The world’s other economic giant – the US- continues to cast a long shadow.

While the strength of the US dollar was undermining the competitiveness of US exporters, the decision to push back the start of its tightening cycle, possibly to next year, has given some respite to emerging market currencies at the start of the fourth quarter.

“This latest GECS report shows signs that the recovery in the U.S. could be faltering, with exports, manufacturing, and employment growth underperforming. While there was a dip in confidence, underlying economic conditions still look reasonably strong and improvement looks likely over the coming quarters,” said Raef Lawson, Ph.D., CMA, CPA, IMA vice president of research and policy.

Western Europe remains more robust in terms of confidence, with the European Central Bank’s quantitative easing programme driving a recovery in bank lending across the region.

There is also a view that the Greek crisis is over for the time being, along with a belief that the euro-zone as a whole is better placed to cope with the fallout of a ‘Grexit’, should it happen.

The positive news is that some improvement in global business confidence looks likely in the last quarter of the year, with business conditions continuing to improve. But as the report warns, there is no shortage of potential threats to the global recovery.

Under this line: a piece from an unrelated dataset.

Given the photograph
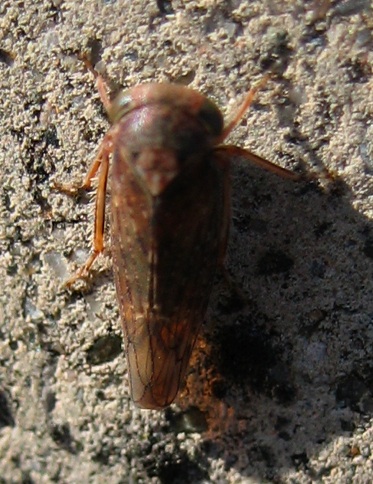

Faye Chua, Head of Business Insights with ACCA said: “ Finance professionals around the world cannot help but to have been affected by the combination of poor data, financial turmoil, falling commodity prices, along with concerns over the two leading economies of the US and China during this quarter. While the global economy is currently built on volatile ground, there are some causes for optimism – with forecasters expecting a rise in global growth next year. But finance professionals will still need to be prepared to steer companies of all sizes through some difficult issues, given how quickly storms have developed in the global markets during recent weeks.”